Siedzę z moim bratem Michałem i kuzynem Grzegorzem nad urokliwą rzeką Drzewiczką, wijącą się pomiędzy kolumnami osadzonych na jej brzegach potężnych drzew. To zapewne ze względu na ich znaczną liczebność otrzymała taką nazwę. A skąd jej urok? Oto olchy obmywają swe korzenie, pochylając się przy tym nad wodą, a ich korony tworzą nad nią malowniczy baldachim.
Postanowiliśmy łowić na przyujściowym odcinku, około pół kilometra przed zetknięciem się jej z Pilicą. Wybraliśmy odcinek brzegu, gdzie miejsca do łowienia są blisko siebie, toteż żeby słyszeć się wzajemnie, nie musimy podnosić głosu. I o to chodzi, bo czym ciszej, tym piękniej jest wypoczywać.

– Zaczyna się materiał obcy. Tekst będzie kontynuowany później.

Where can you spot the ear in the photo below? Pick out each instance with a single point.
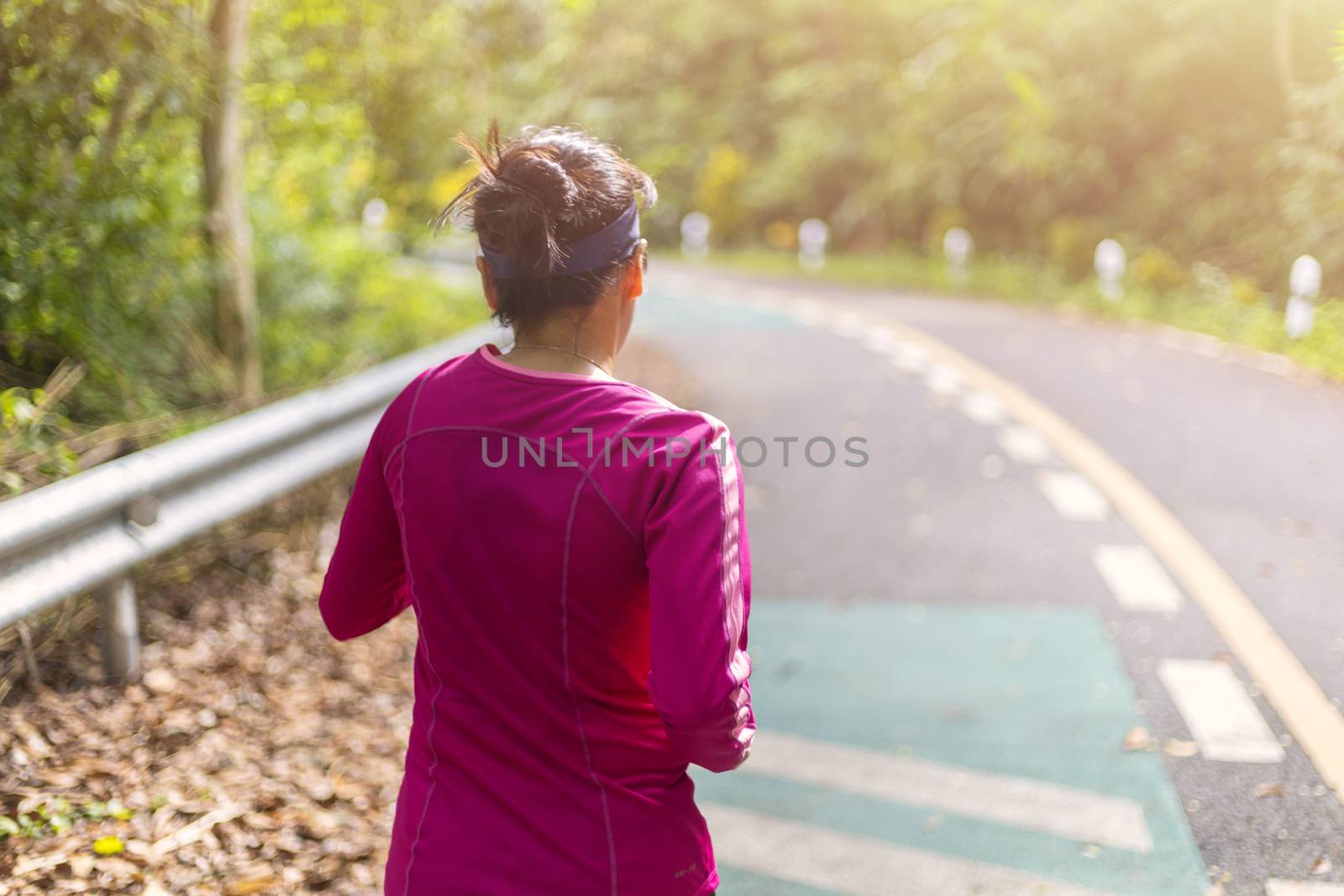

Rzeka ma w tym miejscu dobre piętnaście – dwadzieścia metrów szerokości, a przed nami, pod przeciwległym brzegiem, długa, głęboka rynna i tam dostrzegamy duże stado jelców. Siedząc ukryci w osłonie zieleni jesteśmy z pewnością dla ryb niewidoczni, bo nie uciekają. Pogoda wymarzona, nic tylko łowić.

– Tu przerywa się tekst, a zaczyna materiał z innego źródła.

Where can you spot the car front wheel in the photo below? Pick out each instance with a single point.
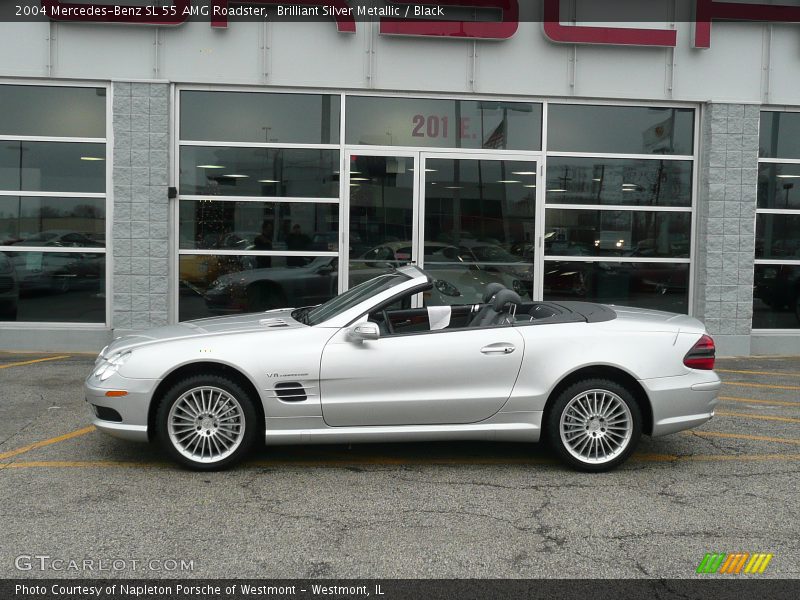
(594, 425)
(207, 423)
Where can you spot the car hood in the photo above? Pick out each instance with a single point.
(273, 320)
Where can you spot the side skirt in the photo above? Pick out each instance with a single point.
(508, 427)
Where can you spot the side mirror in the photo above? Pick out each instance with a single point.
(365, 331)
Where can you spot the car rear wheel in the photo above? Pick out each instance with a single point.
(594, 425)
(207, 423)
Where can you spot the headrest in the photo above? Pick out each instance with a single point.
(491, 290)
(504, 297)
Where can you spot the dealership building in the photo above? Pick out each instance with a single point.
(157, 169)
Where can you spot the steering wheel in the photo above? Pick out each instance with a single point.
(386, 320)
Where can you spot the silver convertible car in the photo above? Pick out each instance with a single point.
(369, 367)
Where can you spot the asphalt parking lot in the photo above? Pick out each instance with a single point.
(444, 510)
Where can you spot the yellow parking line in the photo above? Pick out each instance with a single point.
(741, 436)
(764, 385)
(761, 417)
(755, 401)
(776, 373)
(47, 442)
(30, 362)
(712, 457)
(77, 464)
(60, 464)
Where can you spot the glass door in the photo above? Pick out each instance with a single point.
(380, 214)
(478, 225)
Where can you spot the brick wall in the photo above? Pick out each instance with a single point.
(140, 230)
(727, 192)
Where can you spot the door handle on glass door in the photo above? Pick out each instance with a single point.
(499, 348)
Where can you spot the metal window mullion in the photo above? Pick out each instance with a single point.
(275, 145)
(618, 259)
(773, 261)
(778, 211)
(54, 249)
(462, 152)
(221, 252)
(274, 199)
(610, 155)
(618, 207)
(44, 138)
(40, 194)
(774, 161)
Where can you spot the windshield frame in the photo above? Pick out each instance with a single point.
(353, 297)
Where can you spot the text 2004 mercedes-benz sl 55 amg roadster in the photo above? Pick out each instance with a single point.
(368, 367)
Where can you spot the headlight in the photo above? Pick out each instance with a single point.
(107, 368)
(446, 288)
(220, 285)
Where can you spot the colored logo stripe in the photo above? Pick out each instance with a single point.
(758, 563)
(732, 564)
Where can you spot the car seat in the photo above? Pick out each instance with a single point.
(486, 309)
(500, 310)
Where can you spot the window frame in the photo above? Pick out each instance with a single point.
(177, 144)
(107, 195)
(773, 211)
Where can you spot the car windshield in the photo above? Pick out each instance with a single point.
(348, 299)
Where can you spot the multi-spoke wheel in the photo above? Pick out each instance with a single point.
(207, 422)
(594, 424)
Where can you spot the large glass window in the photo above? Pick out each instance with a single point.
(776, 289)
(53, 204)
(218, 171)
(50, 111)
(620, 129)
(619, 182)
(259, 223)
(255, 117)
(618, 229)
(435, 123)
(480, 226)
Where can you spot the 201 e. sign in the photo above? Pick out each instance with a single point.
(434, 126)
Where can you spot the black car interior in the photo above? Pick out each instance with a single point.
(501, 307)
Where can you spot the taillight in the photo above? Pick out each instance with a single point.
(701, 356)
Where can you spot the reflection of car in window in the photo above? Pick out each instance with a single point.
(9, 290)
(778, 286)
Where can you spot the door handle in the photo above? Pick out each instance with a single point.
(499, 348)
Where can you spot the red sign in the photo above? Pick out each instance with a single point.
(345, 18)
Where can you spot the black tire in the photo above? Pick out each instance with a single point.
(211, 425)
(796, 306)
(599, 430)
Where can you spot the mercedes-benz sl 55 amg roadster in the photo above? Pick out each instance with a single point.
(369, 366)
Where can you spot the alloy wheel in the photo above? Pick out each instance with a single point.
(206, 424)
(596, 426)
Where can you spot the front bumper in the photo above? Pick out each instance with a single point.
(682, 402)
(132, 409)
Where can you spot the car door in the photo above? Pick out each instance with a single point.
(436, 377)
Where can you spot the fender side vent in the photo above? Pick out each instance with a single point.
(290, 391)
(273, 323)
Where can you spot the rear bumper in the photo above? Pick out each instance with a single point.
(132, 408)
(682, 402)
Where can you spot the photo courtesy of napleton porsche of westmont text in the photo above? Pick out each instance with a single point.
(399, 299)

Zaczynamy! Co chwila któryś z nas wyciąga jedną z nich. Fakt, że nie dzieje się to raz za razem, trzeba trochę czekać. Widocznie rozpraszają się na chwilę i po niedługim czasie powracają. Zapewne zmusza ich do tego konieczność, bo ta głęboka rynna jest jedyną w pobliżu dobrych stu metrów. Reszta rzeki to woda ledwie sięgająca do kolan.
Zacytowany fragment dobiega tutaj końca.